Ainsi, on en était apparemment
venu à accepter comme immoral de souhaiter confronter ses enfants à pareille
épreuve et selon cette affreuse logique, il fallait d’autant plus les en
préserver en continuant indéfiniment de les chérir et de les servir. Sadisme
ultime, il s’agissait de trouver les mots justes pour les rassurer et
évacuer leurs angoisses alors même qu'il coulait de plus en plus fréquemment
en dessous de sa propre ligne de flottaison, vidé de la vigueur qui lui avait
permis autrefois de transformer toute cette dérision en révolte et quand il lui arrivait de tomber sur sa femme enfermée dans la salle de bain, il la découvrait immobile, qui ne faisait même plus l'effort de faire semblant de lire ou de se s'appliquer une crème quelconque.
Finalement, il se
rappela ce repas vespéral réunissant sa famille dans la salle-à-manger de cet
appartement d’une interminable tour HLM durant lequel sans crier gare, devant
l’auditoire médusé de son épouse et de ses trois fils, son propre père avait
éructé à haute voix, en bout de table, les yeux rivés sur son assiette à moitié
entamée, à quel point ils le faisaient chier.
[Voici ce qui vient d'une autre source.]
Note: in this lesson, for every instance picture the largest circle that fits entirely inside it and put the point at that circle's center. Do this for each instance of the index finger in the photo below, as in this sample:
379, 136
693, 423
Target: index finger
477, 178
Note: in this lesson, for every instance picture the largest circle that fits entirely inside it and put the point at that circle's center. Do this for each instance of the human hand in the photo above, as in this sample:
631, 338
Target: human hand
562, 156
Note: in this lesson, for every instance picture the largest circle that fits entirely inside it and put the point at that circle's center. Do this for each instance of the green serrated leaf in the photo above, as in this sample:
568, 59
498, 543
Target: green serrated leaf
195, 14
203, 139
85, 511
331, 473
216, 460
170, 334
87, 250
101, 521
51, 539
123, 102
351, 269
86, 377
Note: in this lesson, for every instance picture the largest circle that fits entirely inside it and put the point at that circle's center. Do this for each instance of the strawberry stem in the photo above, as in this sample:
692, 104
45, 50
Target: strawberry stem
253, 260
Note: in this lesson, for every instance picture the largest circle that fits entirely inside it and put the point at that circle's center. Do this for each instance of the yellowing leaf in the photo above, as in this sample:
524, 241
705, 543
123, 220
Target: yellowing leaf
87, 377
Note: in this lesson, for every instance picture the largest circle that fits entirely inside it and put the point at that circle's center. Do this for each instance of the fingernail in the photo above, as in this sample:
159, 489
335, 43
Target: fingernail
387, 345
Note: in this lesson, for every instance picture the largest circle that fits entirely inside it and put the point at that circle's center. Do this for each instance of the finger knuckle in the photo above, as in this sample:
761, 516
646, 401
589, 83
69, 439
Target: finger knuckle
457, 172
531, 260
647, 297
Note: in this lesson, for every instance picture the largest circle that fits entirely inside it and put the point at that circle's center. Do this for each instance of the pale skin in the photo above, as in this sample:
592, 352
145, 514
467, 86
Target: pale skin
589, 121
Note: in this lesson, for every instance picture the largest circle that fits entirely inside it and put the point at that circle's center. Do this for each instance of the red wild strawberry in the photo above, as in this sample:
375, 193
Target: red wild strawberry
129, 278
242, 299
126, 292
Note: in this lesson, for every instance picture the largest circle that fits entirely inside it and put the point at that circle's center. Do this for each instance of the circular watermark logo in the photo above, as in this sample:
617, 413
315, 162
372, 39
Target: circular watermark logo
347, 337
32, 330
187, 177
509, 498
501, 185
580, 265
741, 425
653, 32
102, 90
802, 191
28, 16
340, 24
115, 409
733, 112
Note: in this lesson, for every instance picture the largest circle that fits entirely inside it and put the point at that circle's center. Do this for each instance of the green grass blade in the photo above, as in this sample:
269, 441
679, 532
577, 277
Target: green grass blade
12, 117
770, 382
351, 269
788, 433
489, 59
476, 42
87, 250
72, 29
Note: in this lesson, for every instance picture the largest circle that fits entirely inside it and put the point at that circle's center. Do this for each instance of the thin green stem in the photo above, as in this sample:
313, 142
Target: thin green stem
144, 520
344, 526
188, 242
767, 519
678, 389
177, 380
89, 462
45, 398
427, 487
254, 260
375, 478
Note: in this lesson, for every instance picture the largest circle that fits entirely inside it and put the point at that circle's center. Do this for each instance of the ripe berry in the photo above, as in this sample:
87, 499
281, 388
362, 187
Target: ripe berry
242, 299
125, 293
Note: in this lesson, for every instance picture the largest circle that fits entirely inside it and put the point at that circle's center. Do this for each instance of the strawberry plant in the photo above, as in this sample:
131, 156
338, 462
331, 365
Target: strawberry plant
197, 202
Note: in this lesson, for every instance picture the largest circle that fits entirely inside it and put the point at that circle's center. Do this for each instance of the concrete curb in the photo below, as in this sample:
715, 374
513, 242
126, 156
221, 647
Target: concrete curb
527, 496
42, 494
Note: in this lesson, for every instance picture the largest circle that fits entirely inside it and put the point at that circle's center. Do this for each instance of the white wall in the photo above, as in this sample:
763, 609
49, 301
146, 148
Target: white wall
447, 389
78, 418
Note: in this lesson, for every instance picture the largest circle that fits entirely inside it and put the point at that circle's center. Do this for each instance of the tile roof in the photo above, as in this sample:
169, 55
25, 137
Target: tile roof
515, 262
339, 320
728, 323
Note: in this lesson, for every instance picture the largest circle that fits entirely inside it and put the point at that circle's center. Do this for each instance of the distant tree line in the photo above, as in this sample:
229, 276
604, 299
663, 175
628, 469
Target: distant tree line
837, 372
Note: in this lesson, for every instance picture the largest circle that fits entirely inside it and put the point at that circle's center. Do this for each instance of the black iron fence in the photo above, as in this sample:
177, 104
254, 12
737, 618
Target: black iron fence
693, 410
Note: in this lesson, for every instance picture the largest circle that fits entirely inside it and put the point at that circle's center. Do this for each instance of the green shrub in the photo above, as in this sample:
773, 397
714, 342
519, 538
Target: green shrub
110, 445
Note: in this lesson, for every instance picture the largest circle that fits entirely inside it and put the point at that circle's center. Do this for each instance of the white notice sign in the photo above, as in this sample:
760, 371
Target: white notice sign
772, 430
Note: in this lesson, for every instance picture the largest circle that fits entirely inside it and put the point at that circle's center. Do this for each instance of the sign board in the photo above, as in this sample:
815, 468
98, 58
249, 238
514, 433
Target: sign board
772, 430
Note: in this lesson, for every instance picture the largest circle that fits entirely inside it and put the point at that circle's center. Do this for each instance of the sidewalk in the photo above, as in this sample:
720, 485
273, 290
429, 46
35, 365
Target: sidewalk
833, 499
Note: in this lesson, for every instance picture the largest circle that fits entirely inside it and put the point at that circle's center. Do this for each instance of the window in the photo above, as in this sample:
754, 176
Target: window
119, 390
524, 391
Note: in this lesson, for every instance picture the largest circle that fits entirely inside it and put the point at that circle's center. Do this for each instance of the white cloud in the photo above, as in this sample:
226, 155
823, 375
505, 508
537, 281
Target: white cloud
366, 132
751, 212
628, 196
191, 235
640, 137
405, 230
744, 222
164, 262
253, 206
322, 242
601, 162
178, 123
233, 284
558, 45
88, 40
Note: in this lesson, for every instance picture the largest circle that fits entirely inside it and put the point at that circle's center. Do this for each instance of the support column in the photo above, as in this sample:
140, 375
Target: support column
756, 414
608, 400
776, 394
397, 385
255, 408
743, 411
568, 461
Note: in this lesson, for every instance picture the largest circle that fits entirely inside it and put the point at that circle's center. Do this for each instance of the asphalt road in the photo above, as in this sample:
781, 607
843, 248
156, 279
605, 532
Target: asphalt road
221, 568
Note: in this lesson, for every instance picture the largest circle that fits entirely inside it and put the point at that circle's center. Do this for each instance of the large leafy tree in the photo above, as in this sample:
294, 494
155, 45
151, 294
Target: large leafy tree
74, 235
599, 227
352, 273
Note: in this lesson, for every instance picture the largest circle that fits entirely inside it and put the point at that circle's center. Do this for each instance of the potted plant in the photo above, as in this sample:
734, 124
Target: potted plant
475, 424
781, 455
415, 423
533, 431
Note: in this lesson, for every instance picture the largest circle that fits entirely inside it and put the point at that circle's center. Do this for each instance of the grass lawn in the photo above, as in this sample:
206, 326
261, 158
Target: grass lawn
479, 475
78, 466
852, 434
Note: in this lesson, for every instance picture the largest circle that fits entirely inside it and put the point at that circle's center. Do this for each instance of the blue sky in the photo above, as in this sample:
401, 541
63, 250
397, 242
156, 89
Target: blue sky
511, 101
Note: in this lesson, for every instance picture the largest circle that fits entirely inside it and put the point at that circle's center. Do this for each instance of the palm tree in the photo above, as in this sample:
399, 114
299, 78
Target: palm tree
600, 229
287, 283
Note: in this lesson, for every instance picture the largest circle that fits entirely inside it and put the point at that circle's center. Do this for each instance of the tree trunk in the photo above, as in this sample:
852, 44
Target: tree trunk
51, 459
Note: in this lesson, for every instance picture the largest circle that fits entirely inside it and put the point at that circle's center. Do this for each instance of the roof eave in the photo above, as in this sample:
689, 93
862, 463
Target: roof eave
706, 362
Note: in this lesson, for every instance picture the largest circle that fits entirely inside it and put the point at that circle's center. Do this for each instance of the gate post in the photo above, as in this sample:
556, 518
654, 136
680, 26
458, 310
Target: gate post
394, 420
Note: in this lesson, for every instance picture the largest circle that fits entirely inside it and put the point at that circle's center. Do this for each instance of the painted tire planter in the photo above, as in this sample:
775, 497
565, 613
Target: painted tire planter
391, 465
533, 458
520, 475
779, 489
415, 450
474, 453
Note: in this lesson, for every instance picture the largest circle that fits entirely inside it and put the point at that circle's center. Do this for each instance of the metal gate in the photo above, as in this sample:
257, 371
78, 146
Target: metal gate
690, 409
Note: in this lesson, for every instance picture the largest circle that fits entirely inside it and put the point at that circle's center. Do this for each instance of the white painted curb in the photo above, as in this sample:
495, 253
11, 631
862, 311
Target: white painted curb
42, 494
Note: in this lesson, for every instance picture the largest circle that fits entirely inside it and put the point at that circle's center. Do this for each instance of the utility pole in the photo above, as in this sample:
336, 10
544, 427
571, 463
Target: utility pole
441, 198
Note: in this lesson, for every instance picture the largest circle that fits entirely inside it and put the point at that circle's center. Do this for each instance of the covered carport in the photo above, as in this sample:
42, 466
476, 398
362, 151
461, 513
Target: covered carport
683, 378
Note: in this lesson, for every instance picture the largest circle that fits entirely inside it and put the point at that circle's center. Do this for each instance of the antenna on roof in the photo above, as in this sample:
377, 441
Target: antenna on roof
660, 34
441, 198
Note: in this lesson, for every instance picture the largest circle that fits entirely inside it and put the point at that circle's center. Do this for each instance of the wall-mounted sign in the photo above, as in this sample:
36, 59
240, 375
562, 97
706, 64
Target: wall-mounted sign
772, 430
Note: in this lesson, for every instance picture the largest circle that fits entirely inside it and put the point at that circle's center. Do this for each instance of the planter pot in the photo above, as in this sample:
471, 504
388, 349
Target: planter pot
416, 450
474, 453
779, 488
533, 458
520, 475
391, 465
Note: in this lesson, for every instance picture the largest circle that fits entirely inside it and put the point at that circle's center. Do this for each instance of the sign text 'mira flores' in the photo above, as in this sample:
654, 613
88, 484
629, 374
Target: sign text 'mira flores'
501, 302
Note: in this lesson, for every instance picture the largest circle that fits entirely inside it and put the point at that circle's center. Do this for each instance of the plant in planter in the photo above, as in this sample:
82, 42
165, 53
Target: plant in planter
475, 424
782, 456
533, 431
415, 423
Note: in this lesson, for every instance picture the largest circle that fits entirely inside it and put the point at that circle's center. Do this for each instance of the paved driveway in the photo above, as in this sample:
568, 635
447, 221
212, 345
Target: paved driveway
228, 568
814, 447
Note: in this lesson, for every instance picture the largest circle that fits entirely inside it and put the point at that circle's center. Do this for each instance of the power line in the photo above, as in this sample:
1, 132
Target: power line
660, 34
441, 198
Que sa vie était nulle, merdique
et sans attrait. Il devait avoir dix ans, peut-être douze.
Décontenancé, il
éteignit sa cigarette, rassembla ses forces et se leva pour s’approcher du
lavabo. En se superposant soudainement à l’âcreté du café, le goût du
dentifrice lui donna la nausée. Il redressa légèrement la tête et tomba sur son
reflet, un filet baveux garni de bulles maculant les poils de son menton.